The National Defense Authorization Act, a major defense bill that Congress has to pass every year, was approved by the House this week and the Senate this week, though many Democrats opposed it due to a provision targeting health care for servicemembers’ transgender children. (Reps. Sherrill and Josh Gottheimer voted for it, but all other Democrats in the New Jersey delegation opposed it.)
“[My work in the House] underscored to me the importance of giving military families all the support they need and not play politics with their livelihood and healthcare,” brand-new Senator Andy Kim said of the NDAA. “That’s why I strongly opposed Speaker Johnson’s last minute effort to override bipartisan agreement and instead restrict healthcare resources that thousands of military families have used. I trust military families that sacrifice so much for our country to have the freedom to make their own decisions about healthcare.”
Also getting Congress’s approval was the Social Security Fairness Act, which eliminates limitations on the Social Security benefits received by those with certain pensions or other benefits. And other initiatives championed by New Jersey members, like Rep. Pallone’s HEARTS Act (which promotes cardiomyopathy awareness) and Rep. Chris Smith (R-Manchester)’s Autism CARES Act (which reauthorizes many of Smith’s own autism-related programs), passed Congress as well.
Now that the 118th Congress has ended, New Jersey’s delegation can prepare for an overhaul. Kim has already taken the Senate seat once held by disgraced former Senator Bob Menendez, and two new members – Reps.-elect Nellie Pou (D-North Haledon) and Herb Conaway (D-Delran) will assume their offices on January 3, when the 119th Congress will begin and Republicans can begin working with an unobstructed majority (though Trump won’t take office until later in the month).
It remains to be seen whether the next Congress will be as chaotic as this one, which featured multiple prolonged battles over the House Speakership, several near-shutdowns, and a general feeling that nothing was working as well as it should have. With some Republicans already threatening to throw wrenches in the January 2025 Speaker election, optimism is perhaps not in order.
Asked whether he believed the 118th Congress was a success, Rep. Jeff Van Drew (R-Dennis) gave a conditional answer, saying that Republicans were hamstrung by the circumstances they were placed in.
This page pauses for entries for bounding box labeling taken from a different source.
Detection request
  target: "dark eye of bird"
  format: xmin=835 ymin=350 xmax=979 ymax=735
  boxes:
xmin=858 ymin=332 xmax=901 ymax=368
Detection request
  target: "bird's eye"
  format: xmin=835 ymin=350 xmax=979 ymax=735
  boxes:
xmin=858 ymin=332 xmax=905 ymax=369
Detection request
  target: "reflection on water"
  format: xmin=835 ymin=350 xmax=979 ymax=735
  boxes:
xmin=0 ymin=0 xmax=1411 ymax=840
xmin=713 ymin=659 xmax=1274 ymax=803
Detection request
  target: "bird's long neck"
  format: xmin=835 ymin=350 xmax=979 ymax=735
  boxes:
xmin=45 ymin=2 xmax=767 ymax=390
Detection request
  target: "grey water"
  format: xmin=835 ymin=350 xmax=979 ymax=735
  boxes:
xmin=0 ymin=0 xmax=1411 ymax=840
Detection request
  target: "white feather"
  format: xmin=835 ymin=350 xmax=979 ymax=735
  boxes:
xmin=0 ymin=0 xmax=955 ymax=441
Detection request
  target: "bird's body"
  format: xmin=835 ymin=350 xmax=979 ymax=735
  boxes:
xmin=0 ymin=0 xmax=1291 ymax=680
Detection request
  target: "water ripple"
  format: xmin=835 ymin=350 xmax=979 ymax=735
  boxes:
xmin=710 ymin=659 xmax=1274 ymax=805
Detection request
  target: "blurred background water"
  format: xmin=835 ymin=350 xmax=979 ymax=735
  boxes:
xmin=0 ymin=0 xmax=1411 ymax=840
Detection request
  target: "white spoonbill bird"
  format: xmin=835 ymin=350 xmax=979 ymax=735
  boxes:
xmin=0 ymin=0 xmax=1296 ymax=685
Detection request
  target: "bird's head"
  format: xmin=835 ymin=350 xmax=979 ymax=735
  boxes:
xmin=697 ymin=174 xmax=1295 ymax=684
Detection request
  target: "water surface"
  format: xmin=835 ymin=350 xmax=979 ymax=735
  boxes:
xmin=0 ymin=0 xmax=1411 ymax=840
“I don’t know that I’d call it a success, to be honest with you,” he said. “But we are in the most difficult of circumstances: a narrow majority, we don’t have the Senate, we don’t have the executive branch. I don’t know how you could have success knowing all that. And I really believe this is a really bad administration. Now, in retrospect, even a lot of Democrats are saying, ‘My God, what were we doing?’ So how could you have a good result, with all that is going on with this administration?”
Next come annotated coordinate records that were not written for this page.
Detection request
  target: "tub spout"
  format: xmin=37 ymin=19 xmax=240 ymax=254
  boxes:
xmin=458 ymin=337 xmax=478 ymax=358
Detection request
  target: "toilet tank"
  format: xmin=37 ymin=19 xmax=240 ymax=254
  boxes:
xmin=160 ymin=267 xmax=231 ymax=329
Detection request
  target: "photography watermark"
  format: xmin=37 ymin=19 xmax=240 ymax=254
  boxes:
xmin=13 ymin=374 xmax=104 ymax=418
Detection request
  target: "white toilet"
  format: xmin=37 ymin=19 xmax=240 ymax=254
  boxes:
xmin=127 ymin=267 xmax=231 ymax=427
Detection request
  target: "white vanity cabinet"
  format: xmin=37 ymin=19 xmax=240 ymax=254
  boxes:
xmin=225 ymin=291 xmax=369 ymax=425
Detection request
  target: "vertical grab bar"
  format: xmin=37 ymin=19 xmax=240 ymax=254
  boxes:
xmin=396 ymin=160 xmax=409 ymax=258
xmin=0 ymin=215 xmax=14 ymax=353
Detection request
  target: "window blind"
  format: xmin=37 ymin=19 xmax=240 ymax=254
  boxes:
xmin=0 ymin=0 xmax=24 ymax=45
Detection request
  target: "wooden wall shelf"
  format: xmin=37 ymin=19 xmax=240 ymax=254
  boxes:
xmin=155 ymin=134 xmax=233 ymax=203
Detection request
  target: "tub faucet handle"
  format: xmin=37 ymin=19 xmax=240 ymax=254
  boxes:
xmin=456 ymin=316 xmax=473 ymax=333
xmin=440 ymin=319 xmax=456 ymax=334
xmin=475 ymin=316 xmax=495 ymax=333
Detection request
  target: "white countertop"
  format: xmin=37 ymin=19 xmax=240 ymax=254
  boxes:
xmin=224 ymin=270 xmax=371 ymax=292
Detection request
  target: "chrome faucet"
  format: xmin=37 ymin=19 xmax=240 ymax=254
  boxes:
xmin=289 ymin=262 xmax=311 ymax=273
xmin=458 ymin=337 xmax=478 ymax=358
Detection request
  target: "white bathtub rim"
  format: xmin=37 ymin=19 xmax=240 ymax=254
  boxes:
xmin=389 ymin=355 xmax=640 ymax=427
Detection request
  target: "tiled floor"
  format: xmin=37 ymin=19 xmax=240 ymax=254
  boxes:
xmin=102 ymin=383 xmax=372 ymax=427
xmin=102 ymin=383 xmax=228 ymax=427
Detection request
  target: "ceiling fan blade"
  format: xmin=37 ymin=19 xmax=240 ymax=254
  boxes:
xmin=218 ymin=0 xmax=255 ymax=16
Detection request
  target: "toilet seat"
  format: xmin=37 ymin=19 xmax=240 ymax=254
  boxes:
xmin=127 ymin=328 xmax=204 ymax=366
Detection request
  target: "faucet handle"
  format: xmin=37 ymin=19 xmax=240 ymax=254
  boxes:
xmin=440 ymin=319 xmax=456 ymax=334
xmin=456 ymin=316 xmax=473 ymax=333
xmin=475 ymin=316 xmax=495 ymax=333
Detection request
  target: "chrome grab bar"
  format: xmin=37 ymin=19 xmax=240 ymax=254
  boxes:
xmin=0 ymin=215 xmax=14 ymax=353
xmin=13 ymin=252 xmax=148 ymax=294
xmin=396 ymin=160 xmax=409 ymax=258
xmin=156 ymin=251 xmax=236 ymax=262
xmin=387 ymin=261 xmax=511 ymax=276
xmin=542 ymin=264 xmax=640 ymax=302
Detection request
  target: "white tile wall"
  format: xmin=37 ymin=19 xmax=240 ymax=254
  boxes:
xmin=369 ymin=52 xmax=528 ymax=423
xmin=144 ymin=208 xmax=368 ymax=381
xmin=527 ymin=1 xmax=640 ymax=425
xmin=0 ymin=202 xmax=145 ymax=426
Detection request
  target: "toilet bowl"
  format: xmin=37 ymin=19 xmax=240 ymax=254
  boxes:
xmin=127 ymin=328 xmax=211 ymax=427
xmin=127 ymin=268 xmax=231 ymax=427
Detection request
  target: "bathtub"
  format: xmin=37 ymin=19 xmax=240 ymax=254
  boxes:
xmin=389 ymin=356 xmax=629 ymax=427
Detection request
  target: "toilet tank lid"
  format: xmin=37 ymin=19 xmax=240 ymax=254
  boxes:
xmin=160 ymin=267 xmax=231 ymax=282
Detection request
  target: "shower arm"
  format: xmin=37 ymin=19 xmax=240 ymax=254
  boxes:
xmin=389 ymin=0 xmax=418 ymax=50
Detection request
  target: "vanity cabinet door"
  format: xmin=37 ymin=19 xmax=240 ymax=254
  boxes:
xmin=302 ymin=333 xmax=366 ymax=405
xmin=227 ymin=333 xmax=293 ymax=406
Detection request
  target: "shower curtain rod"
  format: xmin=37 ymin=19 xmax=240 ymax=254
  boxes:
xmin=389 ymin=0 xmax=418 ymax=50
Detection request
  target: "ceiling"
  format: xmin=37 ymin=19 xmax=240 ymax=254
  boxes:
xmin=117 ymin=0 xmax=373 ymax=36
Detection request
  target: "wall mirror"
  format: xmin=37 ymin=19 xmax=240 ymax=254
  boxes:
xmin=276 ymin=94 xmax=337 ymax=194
Rep. LaMonica McIver (D-Newark), who was sworn into office just three months ago to replace the late Rep. Donald Payne Jr. (D-Newark), said that the slow pace of Congress has taken some getting used to.
“When you come from the local perspective, and you’re serving as a councilperson, you have to fix problems each and every day, very fast,” said McIver, until recently the president of the Newark City Council. “Not taking your sweet time, not thinking about it, not having 1,001 conversations about it – you just have to deliver. So coming to Congress, things are very obviously different. They’re not happening overnight.”